The shapes are clearly drawn and stand out sharply against the background without overlapping or confusion. The atmosphere created in the work is more akin to a laboratory than a mechanic’s workshop.
The use of polyurethane paint, a technique used to paint cars, or reflective pavements give a sense of an aseptic space. Without human presence, the pieces have a life of their own and seem to be possessed by an autonomous life.
The artist
(Paris, 1936 – 2013)
Michel Tyszblat’s visual language is a constant dialogue between figuration and abstraction. Between improvisation and method, lyricism and asceticism, vivid colors and broken tones, his works contain something dreamy and meditative.

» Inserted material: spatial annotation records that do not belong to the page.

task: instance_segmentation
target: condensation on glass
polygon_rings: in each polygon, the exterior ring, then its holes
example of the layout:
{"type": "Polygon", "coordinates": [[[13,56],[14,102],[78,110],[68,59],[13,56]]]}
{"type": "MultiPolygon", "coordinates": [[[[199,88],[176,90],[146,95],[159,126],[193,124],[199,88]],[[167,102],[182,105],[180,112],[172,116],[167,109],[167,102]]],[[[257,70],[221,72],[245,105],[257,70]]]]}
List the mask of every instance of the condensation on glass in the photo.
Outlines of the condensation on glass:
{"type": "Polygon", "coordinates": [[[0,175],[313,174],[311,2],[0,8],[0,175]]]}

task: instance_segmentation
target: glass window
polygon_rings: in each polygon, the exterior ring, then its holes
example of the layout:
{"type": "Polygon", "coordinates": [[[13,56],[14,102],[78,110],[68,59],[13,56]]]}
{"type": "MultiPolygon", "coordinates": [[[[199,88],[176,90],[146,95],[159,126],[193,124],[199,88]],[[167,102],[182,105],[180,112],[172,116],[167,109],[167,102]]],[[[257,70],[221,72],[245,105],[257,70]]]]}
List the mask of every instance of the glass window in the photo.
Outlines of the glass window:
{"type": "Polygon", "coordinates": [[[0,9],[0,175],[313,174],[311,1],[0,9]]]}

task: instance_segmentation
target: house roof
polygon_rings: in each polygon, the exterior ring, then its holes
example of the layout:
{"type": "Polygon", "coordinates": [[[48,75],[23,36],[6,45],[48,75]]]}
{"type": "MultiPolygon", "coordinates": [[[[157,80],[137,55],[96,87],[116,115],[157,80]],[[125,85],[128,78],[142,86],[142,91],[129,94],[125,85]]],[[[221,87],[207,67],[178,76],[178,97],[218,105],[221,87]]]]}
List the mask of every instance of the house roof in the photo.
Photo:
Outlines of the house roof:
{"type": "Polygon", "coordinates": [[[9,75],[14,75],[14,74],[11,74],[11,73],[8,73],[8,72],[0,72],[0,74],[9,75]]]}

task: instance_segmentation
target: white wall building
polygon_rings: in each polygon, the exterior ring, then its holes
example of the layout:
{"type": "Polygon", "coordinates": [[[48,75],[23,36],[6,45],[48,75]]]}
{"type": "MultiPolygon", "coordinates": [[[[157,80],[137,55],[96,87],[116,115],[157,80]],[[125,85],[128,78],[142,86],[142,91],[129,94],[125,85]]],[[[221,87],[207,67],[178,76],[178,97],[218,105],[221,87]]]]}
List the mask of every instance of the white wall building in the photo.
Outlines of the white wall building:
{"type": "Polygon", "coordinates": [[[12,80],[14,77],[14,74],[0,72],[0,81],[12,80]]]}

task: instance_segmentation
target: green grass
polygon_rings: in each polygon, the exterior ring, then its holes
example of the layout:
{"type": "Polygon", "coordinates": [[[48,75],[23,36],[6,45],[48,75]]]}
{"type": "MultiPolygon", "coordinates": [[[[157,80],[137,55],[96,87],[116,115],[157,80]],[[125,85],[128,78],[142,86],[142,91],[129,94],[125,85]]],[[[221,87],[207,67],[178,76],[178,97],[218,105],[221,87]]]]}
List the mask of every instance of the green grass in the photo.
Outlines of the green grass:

Tyszblat felt close to Narrative Figuration; a friend and companion of artists from that movement, such as Bernard Rancillac, Jacques Monory, and Hervé Télémaque, he soon took a parallel path, preferring to evolve alone.
This personal quest has at least two dimensions that will define his work. Tyszblat did not consider it necessary to abandon abstract painting, as he considered it one of the great breakthroughs of the avant-garde. The biomorphic figures of Joan Miró, the saturated colors of Wassily Kandinsky, or, a few years after this work, the transparencies of Arshile Gorky’s layers of paint define a pictorial approach that demonstrates a keen interest in American Abstract Expressionism and in the painting that had emerged in the United States.
At the same time, Tyszblat distanced himself from the more political and social dimension of Narrative Figuration, at a historical moment in which the effects of May 1968 in Paris, the colonial wars, and social tensions were also very present in the milieu of young artists. It seems as if he saw in Arshyle Gorky a model of the artist who, without entering into confrontation with his friend Breton, from 1947 onward refused to be considered a surrealist, while some prominent abstract expressionists such as Newmann and Pollock considered him the seed of their movement. Tyszblat, who had always given his works almost incomprehensible names that seemed more or less fanciful acronyms, titled a 1973 triptych “Hommage à Arshyle Gorki,” the only reference to an artist in his work. The synthesis between two historically antagonistic models of abstraction, the geometric and the organic, coexist in his painting.
The artist’s work spans almost fifty years, between 1967 and 2013. His biographers divide it into a series of stages they call islands.
After the period devoted to toys and childhood between 1967 and 1970, he immersed himself in a reflection on the presence of technology, a period to which the work we are discussing belongs. From 1970 onward, he evolved toward abstraction until 1980, when a major shift occurred.
The third dimension and the human figure, schematic and stylized, appear for the first time, moving through the streets of Paris in a splendidly colorful but uncomfortable, dense, and obstacle-filled space.
In the 1990s, the so-called portrait series marks a substantial change. The superposition of pictorial layers and the decomposition of figures without abandoning an intense chromaticism show us the way in which the artist delved into an expressionism that he would never abandon.
The last stages, of the grotesques and the zarabads, refer to Tyszblat’s musical dimension. A pianist, composer, and jazz performer since the age of nine—he had performed in public with renowned musicians—Tyszblat introduced jazz, “that magic word that sounds like an electric shock,” into his painting. Titles named after classic bebop pieces, with references to great artists such as Charlie Parker, Billie Holiday, and Miles Davis, define Tyszblat’s last great series, which never ceased to resonate.